Il decorso clinico delle MDS non è statico, ma subisce significativi cambiamenti nel tempo nello stesso individuo e sebbene ci siano vari tentativi di suddividere i pazienti in sottogruppi omogenei per caratteristiche cliniche, morfologiche e citogenetiche rimane una notevole variabilità prognostica, anche tra pazienti mielodisplastici appartenenti alle stesse classi di rischio. Dal punto di vista del paziente la prognosi aiuta a definire la gravità della patologia e a valutare l’impatto psicologico, fisico e sociale. Le persone spesso vogliono sapere “quanto tempo gli rimane”. Per individuare come impatterà la patologia sul paziente bisogna valutare la gravità della patologia, le comorbilità, l’età e potenzialmente la condizione socio-economica dell’individuo.
Dal punto di vista del clinico invece, l’informazione prognostica è un punto fermo essenziale per “stadiare" la patologia in modo che si possa operare la terapia più adeguata. La prognosi in questo caso si focalizza principalmente sul rischio specifico della patologia ed in particolare sul rischio di morte e progressione neoplastica in assenza di terapia.
Sia per i pazienti che per i medici, la stima della prognosi è un processo continuo che non si blocca solo al tempo della diagnosi.

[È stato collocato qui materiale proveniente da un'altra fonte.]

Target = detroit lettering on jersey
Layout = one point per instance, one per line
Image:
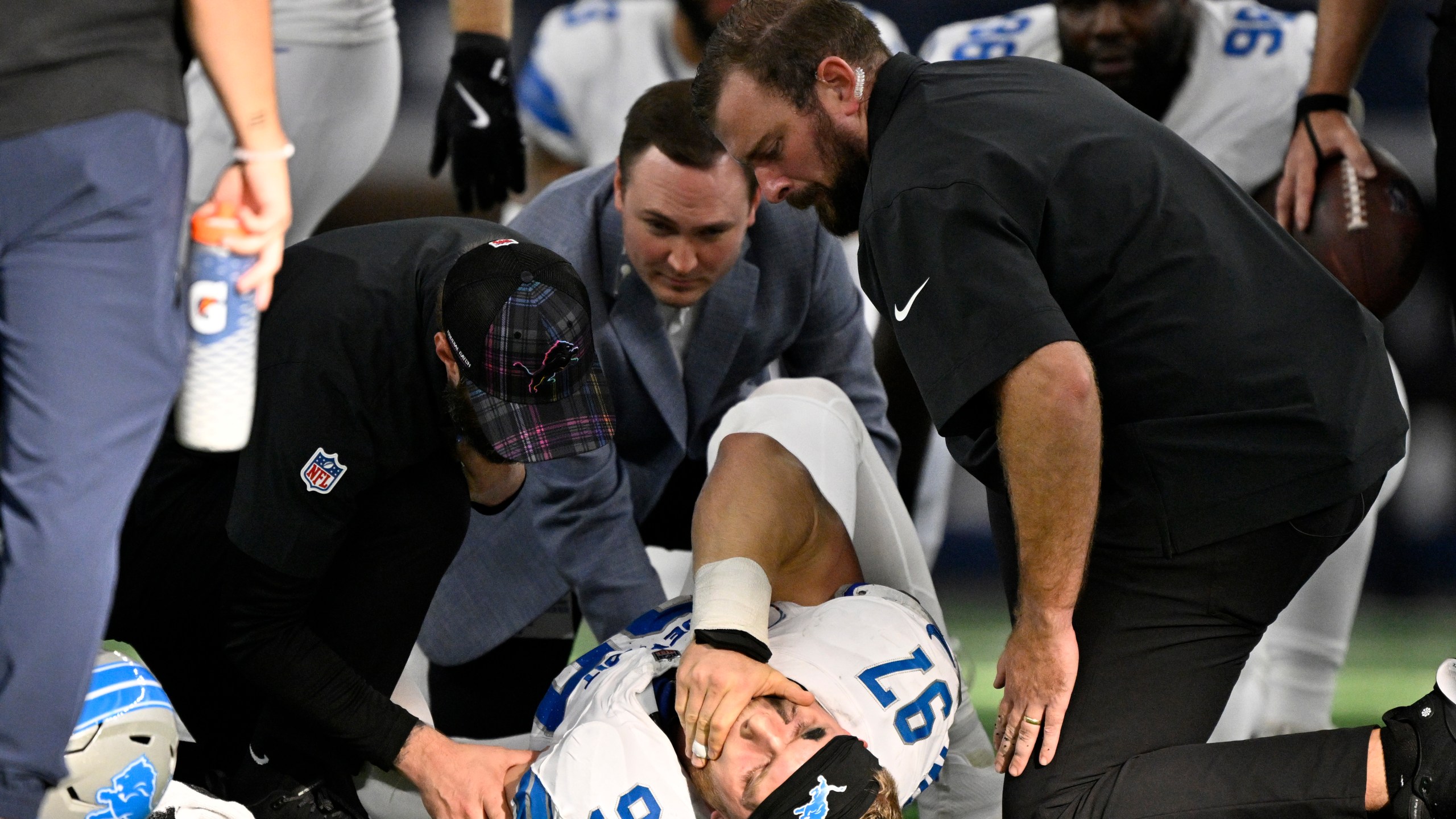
(593, 59)
(1248, 68)
(871, 656)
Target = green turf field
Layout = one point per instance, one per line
(1394, 652)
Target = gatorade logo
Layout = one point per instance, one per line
(207, 302)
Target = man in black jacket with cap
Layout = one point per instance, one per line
(1177, 411)
(407, 374)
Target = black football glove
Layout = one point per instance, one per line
(477, 126)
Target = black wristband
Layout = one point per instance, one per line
(734, 640)
(477, 53)
(1321, 102)
(1318, 102)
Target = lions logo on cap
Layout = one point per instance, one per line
(817, 806)
(557, 359)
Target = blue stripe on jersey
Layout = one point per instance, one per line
(657, 620)
(554, 706)
(536, 95)
(532, 800)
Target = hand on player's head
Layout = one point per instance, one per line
(766, 744)
(715, 685)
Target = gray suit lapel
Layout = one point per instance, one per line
(721, 327)
(640, 330)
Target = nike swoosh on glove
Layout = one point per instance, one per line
(477, 126)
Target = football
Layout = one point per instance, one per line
(1368, 232)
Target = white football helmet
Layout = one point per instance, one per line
(124, 747)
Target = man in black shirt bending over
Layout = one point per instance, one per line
(407, 374)
(1116, 338)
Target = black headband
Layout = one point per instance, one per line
(836, 783)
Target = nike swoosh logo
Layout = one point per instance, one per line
(481, 117)
(900, 315)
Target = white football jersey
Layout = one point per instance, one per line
(593, 59)
(1248, 68)
(872, 657)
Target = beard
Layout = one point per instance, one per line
(1161, 65)
(465, 423)
(838, 203)
(696, 14)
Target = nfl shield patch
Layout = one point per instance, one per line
(322, 473)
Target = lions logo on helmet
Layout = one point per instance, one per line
(123, 750)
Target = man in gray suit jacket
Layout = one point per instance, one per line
(696, 293)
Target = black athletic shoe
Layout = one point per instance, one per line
(302, 802)
(1430, 792)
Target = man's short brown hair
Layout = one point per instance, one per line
(663, 118)
(781, 44)
(886, 805)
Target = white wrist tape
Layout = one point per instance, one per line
(245, 155)
(733, 594)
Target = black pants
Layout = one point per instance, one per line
(177, 568)
(497, 693)
(1163, 640)
(905, 411)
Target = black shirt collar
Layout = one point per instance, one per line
(884, 98)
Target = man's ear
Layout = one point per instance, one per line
(448, 358)
(617, 185)
(836, 86)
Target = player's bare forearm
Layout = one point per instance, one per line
(1050, 437)
(1346, 30)
(760, 503)
(481, 16)
(233, 42)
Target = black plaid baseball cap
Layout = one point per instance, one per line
(519, 324)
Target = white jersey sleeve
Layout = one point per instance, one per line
(883, 668)
(819, 424)
(603, 757)
(1024, 32)
(1248, 68)
(590, 61)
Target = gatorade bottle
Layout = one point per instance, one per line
(214, 411)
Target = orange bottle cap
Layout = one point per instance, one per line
(216, 226)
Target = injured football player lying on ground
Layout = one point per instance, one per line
(810, 665)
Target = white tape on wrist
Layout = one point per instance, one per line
(733, 594)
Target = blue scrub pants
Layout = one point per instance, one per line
(91, 359)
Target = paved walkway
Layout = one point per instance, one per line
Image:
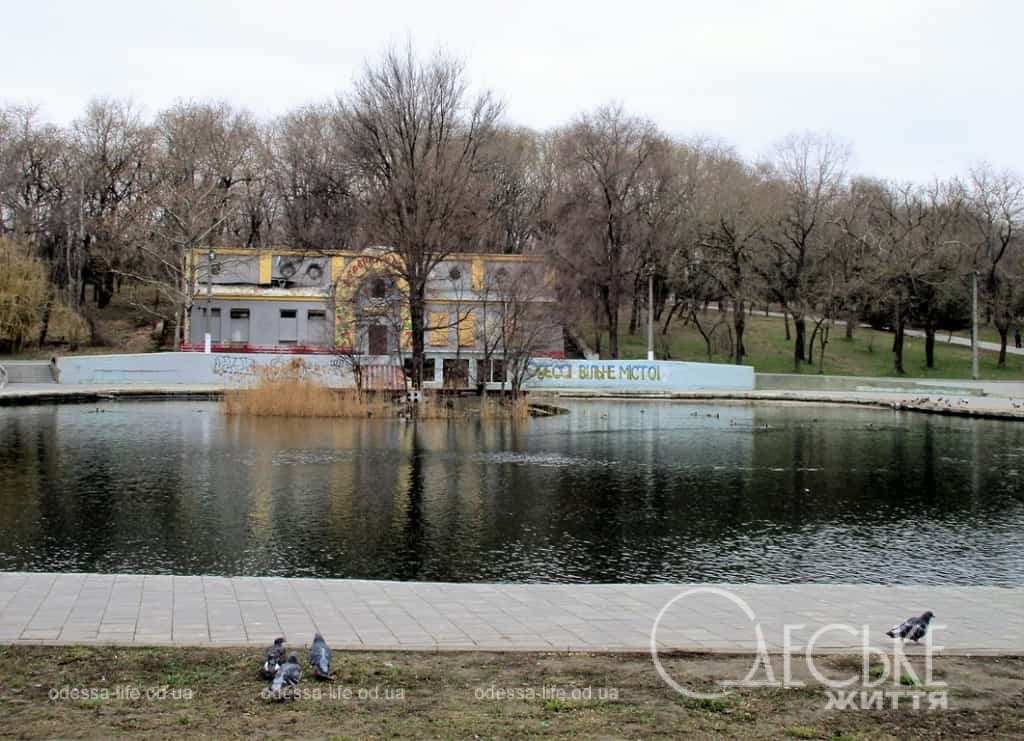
(354, 614)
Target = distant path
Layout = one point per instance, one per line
(961, 341)
(966, 342)
(80, 608)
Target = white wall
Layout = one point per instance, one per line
(243, 368)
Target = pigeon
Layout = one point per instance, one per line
(273, 658)
(320, 658)
(912, 628)
(288, 674)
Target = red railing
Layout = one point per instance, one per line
(268, 349)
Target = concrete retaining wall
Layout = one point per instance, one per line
(801, 382)
(241, 369)
(189, 367)
(634, 376)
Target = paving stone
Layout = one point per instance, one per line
(197, 610)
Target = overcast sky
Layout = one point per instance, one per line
(920, 88)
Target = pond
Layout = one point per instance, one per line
(611, 492)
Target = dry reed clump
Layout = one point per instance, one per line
(24, 292)
(500, 408)
(297, 390)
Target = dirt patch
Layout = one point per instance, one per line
(108, 692)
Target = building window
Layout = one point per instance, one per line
(289, 327)
(456, 373)
(377, 339)
(489, 373)
(240, 325)
(438, 329)
(316, 327)
(467, 331)
(429, 368)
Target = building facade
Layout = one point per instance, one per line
(354, 304)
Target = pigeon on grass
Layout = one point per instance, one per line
(272, 659)
(288, 676)
(320, 658)
(912, 628)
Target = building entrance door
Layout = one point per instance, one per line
(456, 373)
(377, 336)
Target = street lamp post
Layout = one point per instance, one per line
(207, 339)
(974, 315)
(650, 315)
(974, 324)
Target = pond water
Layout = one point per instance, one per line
(610, 492)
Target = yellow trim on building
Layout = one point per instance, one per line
(337, 267)
(467, 331)
(257, 297)
(438, 335)
(265, 268)
(478, 273)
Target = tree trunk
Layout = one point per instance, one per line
(800, 346)
(635, 307)
(898, 347)
(738, 324)
(46, 317)
(929, 345)
(825, 330)
(672, 311)
(104, 290)
(611, 313)
(416, 319)
(706, 335)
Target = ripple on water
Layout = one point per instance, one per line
(605, 493)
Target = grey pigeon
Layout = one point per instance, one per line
(273, 658)
(320, 657)
(288, 674)
(912, 628)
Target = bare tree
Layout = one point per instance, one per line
(994, 218)
(418, 143)
(808, 173)
(732, 221)
(606, 177)
(310, 179)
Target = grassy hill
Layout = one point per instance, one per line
(868, 353)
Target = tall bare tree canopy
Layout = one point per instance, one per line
(420, 144)
(411, 160)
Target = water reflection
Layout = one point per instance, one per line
(611, 492)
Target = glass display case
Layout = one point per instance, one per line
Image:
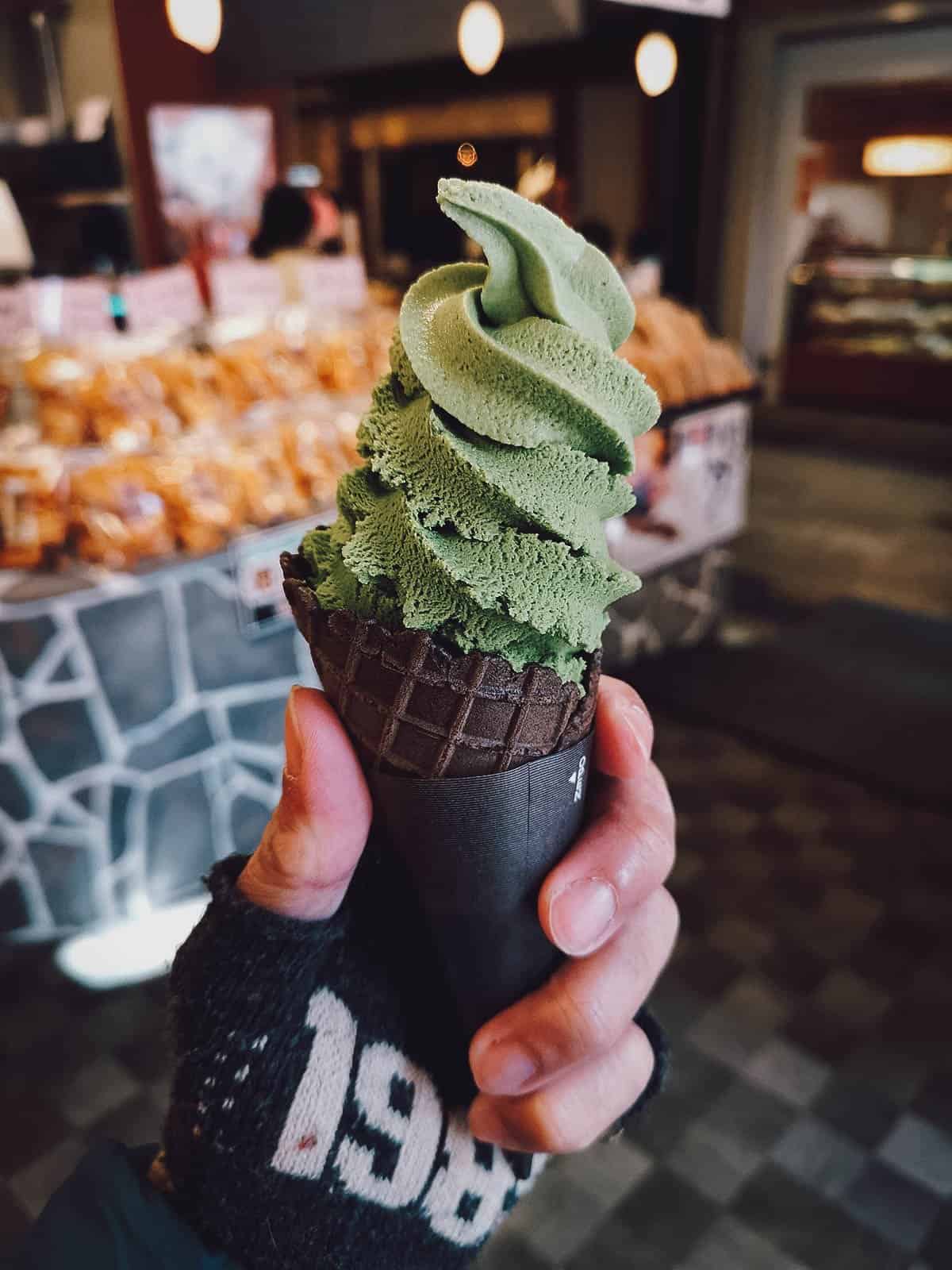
(873, 332)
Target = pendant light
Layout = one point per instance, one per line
(480, 36)
(908, 156)
(655, 63)
(196, 23)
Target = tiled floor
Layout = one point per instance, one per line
(808, 1124)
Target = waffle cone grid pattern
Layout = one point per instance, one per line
(414, 708)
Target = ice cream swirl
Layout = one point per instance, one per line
(497, 448)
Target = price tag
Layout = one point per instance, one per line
(255, 559)
(691, 486)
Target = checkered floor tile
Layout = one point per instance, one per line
(808, 1122)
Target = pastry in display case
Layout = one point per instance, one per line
(871, 332)
(679, 359)
(135, 452)
(117, 518)
(32, 507)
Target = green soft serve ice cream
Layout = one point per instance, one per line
(497, 448)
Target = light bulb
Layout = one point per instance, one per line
(480, 36)
(196, 22)
(908, 156)
(655, 63)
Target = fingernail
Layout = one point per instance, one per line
(294, 747)
(505, 1068)
(639, 724)
(582, 914)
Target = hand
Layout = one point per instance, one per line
(562, 1064)
(584, 1064)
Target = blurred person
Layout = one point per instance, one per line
(641, 271)
(285, 235)
(309, 976)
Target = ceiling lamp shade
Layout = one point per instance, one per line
(480, 36)
(908, 156)
(655, 63)
(196, 23)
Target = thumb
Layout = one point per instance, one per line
(313, 842)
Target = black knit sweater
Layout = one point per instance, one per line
(319, 1106)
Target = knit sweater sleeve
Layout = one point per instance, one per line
(319, 1105)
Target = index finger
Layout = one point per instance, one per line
(628, 849)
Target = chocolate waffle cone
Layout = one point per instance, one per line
(416, 709)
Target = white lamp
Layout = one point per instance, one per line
(196, 23)
(16, 252)
(480, 36)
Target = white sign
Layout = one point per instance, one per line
(243, 287)
(163, 298)
(70, 308)
(691, 484)
(704, 8)
(334, 283)
(255, 559)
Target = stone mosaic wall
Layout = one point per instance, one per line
(141, 740)
(141, 732)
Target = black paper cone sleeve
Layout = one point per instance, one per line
(476, 851)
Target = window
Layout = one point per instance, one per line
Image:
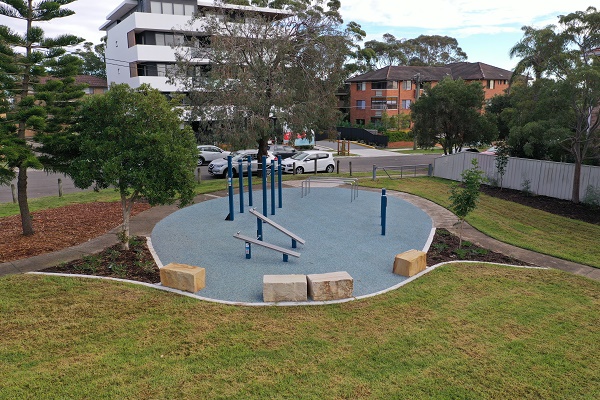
(155, 7)
(384, 85)
(384, 103)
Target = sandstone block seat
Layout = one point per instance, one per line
(330, 286)
(278, 288)
(183, 277)
(410, 263)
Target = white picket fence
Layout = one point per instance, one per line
(545, 178)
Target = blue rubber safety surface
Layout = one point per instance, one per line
(340, 236)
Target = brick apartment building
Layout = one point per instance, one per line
(393, 89)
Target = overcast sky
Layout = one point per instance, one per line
(486, 30)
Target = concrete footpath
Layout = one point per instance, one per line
(143, 223)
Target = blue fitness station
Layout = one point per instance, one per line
(275, 230)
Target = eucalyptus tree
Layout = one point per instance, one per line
(567, 54)
(449, 113)
(266, 68)
(25, 58)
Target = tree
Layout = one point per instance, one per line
(569, 58)
(535, 49)
(450, 113)
(281, 68)
(501, 160)
(433, 50)
(93, 57)
(24, 59)
(131, 139)
(465, 196)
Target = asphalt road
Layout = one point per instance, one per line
(41, 184)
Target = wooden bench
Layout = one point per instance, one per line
(249, 240)
(295, 238)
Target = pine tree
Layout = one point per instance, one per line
(24, 59)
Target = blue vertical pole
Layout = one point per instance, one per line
(264, 171)
(230, 186)
(248, 250)
(273, 177)
(259, 229)
(241, 184)
(383, 211)
(279, 182)
(250, 181)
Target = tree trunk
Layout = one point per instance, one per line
(126, 208)
(26, 222)
(576, 182)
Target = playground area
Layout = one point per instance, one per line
(339, 234)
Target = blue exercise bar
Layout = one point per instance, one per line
(383, 211)
(230, 186)
(279, 183)
(273, 177)
(250, 181)
(241, 183)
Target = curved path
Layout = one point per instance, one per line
(143, 224)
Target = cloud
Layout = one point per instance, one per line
(457, 15)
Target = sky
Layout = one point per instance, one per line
(485, 30)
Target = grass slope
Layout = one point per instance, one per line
(513, 223)
(462, 331)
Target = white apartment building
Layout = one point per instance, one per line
(141, 35)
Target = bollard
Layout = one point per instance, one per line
(230, 186)
(264, 172)
(383, 211)
(273, 177)
(279, 174)
(248, 250)
(250, 181)
(241, 184)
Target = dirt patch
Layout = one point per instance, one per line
(59, 228)
(565, 208)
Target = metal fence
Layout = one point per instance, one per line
(545, 178)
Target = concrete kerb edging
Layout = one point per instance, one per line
(158, 286)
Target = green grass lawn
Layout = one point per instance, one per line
(463, 331)
(513, 223)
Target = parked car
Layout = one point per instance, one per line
(219, 167)
(282, 151)
(491, 151)
(305, 162)
(208, 153)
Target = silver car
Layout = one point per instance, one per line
(208, 153)
(219, 167)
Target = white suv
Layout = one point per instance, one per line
(219, 167)
(208, 153)
(305, 162)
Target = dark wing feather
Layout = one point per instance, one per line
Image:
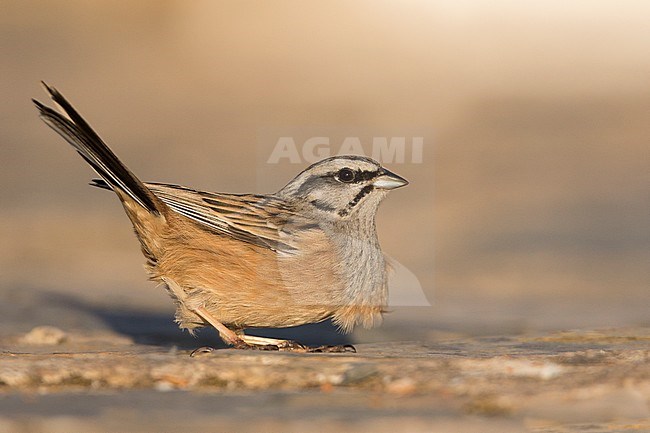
(255, 219)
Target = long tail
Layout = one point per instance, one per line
(81, 136)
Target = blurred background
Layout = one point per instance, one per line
(530, 209)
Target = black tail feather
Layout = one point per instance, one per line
(90, 146)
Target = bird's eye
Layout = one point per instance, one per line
(345, 175)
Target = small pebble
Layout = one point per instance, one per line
(45, 335)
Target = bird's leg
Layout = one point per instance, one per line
(284, 345)
(239, 340)
(292, 346)
(228, 336)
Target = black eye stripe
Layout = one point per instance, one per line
(360, 175)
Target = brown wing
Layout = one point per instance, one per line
(255, 219)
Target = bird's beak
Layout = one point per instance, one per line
(389, 180)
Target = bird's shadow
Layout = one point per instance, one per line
(159, 328)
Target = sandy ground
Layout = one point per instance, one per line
(52, 381)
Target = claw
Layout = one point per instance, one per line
(333, 349)
(201, 351)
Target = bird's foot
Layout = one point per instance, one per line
(342, 348)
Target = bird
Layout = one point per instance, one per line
(304, 254)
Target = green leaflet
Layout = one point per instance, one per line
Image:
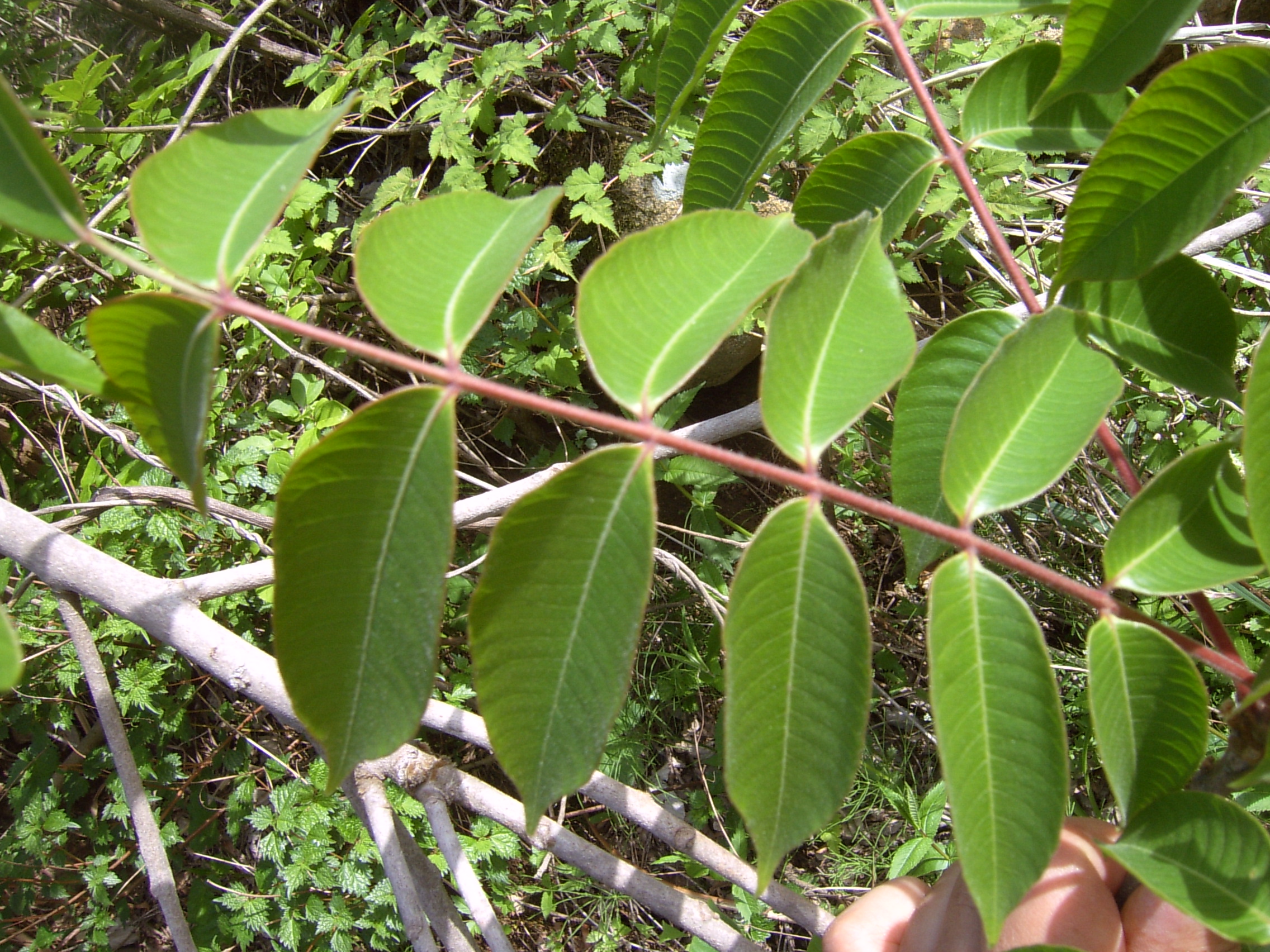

La rivalutazione della prognosi può essere utilizzata quando un paziente mostra segni di progressione o dopo che si instauri una refrattarietà alla terapia.
I modelli prognostici che considerano le caratteristiche presenti prima di un intervento terapeutico sono molto preziosi, in particolare se identificano sottogruppi di pazienti la cui prognosi è migliorata da una particolare terapia. Nessun modello prognostico può soddisfare i bisogni dei pazienti o dei clinici in qualsiasi contesto, mantenendo sempre una elevata accuratezza. Diversi sistemi possono essere utilizzati in diversi scenari o sottogruppi di pazienti. Gli “score” prognostici usati per descrivere i soggetti nei trial clinici o incorporati nelle line guida pratiche, hanno grandissima importanza. Storicamente l’IPSS (International Prognostic Score System) è venuto in contro a queste esigenze. La sua revisione con l’IPSS-R (International Score
System Revised) implementa l’IPSS ed è diventato de facto lo standard per
suddividere i pazienti con MDS e dargli un’ “identità” prognostica[158].